Bundan galiba iki sene önce kendi arketipim diyebileceğim bir insanla karşılaşmıştım. Muhteşem bir evi vardı, bir ormanın içinde. Orada çok güzel bir müzik stüdyosu kurmuş. Bana hayatını anlattı. Kırk sene kadar reklamcılık yapmış. Bana o kadar benziyordu ki fiziksel olarak, bir sincap gibi o da. Sonra bana müziklerini dinletti ve şöyle dedi: “Müzikte mix’i böyle yapıyorum, mastering’i şöyle yapıyorum. Tutan şeylere bakıyorum, mix’i ve mastering’i bu şekilde yaptığında şarkılar tutmaya başlıyor.” Ben de dedim ki: “Artık ben öyle istatistiklere hiç bakmıyorum.” “Nasıl bakmıyorsun?” dedi. “Sonuçta tutan şey bu, istatistiklere bakmamayı biraz aptallık olarak görüyorum. Nihayetinde hepimiz müziği para için yapmıyor muyuz?” “Hmm,” dedim. İşte orada içine düştüğü bir çukur var. Zaten para için hayatının büyük bir bölümünü harcamış, parayı bulmuş da. Artık cesur olması gereken an geldiğindeyse o kadar uzun süre cesur olmamış ki bu kelimenin anlamını, müziğin ne olduğunu, içindeki o büyünün ne olduğunu unutmuş. “Benim olmak istediğim insan” dedi… Pink Floyd’un basçısı, adı neydi?

Deniz: Roger Waters.

Onur: “Ben” dedi, “Roger Waters olmak istiyorum.” Olmak istediği insan aslında zamanında birçok kalıbı kıran, müziği özgürleştirmek için emek veren, The Wall gibi bir albüm yapmış, büyük oranda sistem karşıtı olmuş bir insan. Onun yürüdüğü yollardan yürümeye çalışmış, ama bir yandan hayatını hiç öyle yaşamamış. Formül var kafasında bir tane, ama formülün tam içine de oturmuyor. Oysa hayata baktığımız zaman, bütün insanların hayatına, hepsinin başarılı olma şekli birbirinden farklı. 

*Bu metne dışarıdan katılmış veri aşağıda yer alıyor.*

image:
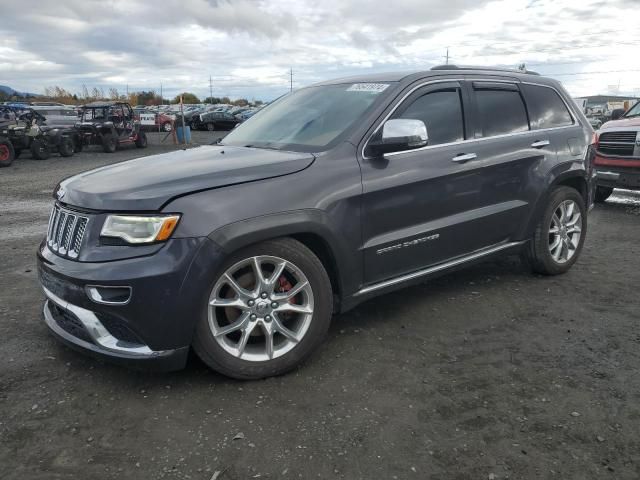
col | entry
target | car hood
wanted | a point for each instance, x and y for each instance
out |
(623, 122)
(147, 183)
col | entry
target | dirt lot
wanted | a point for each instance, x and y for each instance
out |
(489, 373)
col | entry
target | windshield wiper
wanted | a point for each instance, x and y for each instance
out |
(265, 146)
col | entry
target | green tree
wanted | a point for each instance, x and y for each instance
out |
(186, 98)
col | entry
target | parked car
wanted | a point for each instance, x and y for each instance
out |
(30, 132)
(335, 193)
(617, 158)
(7, 154)
(56, 116)
(214, 121)
(111, 125)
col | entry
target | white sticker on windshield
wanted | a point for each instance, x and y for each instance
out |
(368, 87)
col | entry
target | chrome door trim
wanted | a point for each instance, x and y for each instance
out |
(436, 268)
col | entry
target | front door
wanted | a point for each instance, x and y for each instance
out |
(420, 206)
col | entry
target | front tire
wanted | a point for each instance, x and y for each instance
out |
(7, 154)
(267, 310)
(602, 193)
(559, 236)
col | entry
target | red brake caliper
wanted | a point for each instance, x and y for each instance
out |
(284, 286)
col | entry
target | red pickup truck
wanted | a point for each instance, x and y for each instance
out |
(617, 160)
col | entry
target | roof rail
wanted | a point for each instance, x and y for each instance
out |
(493, 69)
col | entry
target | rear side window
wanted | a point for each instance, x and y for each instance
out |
(441, 112)
(546, 108)
(501, 112)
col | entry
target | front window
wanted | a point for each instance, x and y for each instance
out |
(308, 120)
(633, 111)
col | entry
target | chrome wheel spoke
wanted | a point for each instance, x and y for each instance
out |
(229, 302)
(291, 293)
(273, 280)
(294, 308)
(232, 327)
(241, 292)
(280, 328)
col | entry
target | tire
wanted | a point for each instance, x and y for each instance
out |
(540, 250)
(602, 193)
(7, 154)
(40, 150)
(109, 144)
(287, 352)
(141, 140)
(65, 149)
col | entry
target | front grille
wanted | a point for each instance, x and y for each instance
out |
(65, 232)
(69, 322)
(617, 143)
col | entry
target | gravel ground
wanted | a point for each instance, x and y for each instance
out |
(487, 373)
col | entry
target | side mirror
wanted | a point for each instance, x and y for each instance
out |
(617, 113)
(398, 135)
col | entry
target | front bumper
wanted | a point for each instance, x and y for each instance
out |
(154, 327)
(617, 172)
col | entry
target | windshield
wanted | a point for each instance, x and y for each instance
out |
(633, 111)
(308, 120)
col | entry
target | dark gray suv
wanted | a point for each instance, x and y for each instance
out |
(334, 193)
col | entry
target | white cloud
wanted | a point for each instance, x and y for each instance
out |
(248, 46)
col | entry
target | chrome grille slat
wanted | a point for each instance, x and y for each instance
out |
(65, 231)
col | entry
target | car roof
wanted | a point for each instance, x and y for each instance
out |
(102, 104)
(440, 71)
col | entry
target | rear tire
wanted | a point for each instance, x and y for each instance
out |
(65, 149)
(602, 193)
(7, 154)
(109, 144)
(253, 361)
(559, 237)
(40, 150)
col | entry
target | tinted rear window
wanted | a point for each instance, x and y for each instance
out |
(501, 112)
(546, 108)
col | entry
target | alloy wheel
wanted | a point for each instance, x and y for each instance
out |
(260, 308)
(565, 231)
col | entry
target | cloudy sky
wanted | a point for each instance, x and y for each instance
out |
(248, 46)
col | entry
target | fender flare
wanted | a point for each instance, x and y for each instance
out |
(347, 269)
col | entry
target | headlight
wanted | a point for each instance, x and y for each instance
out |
(140, 229)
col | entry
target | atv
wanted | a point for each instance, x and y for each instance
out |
(30, 132)
(109, 124)
(6, 152)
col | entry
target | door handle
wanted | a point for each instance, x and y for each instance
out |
(540, 143)
(464, 157)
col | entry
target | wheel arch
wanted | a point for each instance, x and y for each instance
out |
(561, 176)
(309, 227)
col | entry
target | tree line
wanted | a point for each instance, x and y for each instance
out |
(148, 98)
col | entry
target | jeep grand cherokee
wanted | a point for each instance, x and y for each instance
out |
(334, 193)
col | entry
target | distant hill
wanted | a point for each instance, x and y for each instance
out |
(10, 91)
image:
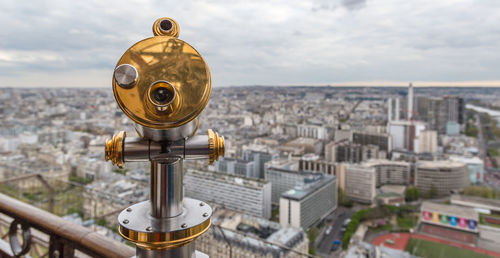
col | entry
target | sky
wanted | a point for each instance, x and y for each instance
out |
(63, 43)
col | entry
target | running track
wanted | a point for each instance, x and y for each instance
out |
(401, 240)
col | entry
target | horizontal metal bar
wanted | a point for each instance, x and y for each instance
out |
(81, 238)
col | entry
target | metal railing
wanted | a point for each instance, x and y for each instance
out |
(64, 238)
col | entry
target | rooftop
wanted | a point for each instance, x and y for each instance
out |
(301, 192)
(476, 202)
(453, 210)
(440, 164)
(255, 232)
(377, 162)
(228, 179)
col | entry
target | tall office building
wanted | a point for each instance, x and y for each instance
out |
(427, 142)
(393, 109)
(405, 134)
(259, 155)
(236, 167)
(305, 205)
(444, 176)
(360, 183)
(233, 234)
(438, 111)
(409, 115)
(248, 195)
(312, 131)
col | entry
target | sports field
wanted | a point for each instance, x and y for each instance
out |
(424, 248)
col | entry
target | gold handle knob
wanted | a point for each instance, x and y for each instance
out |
(114, 149)
(216, 146)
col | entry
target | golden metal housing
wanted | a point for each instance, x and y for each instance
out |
(169, 59)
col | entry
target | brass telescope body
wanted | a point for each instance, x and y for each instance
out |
(162, 83)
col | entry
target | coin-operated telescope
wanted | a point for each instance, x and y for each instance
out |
(162, 83)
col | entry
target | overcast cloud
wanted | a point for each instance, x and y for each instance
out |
(77, 43)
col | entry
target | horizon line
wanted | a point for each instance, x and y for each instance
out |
(416, 84)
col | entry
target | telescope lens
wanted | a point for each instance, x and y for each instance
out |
(162, 95)
(166, 25)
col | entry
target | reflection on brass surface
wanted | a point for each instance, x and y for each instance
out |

Searching for Sugar Man diye bir belgesel vardı mesela, Rodriguez hakkında. Albümünün neden tutmadığını kimse anlamıyor, her şey yerli yerinde. Müzik yapmayı bıraktıktan sonra Güney Afrika’da albümü çok ünlü olmuş, onun bundan hiç haberi bile yok. Bu duyulunca orada bir turneye çıkıyor. Yine formüller şaşıyor. Birazcık özgürleşmeye alan açmak gerek. “SGK’m yatsın, emekliliğimde bir yazlığım, bir arabam, bir evim olsun, hastalandığımda bana bakılsın” gibi güvencelerin içerisinde yaşamaya başladığında müzik insanın hayatından çıkıyor gidiyor.  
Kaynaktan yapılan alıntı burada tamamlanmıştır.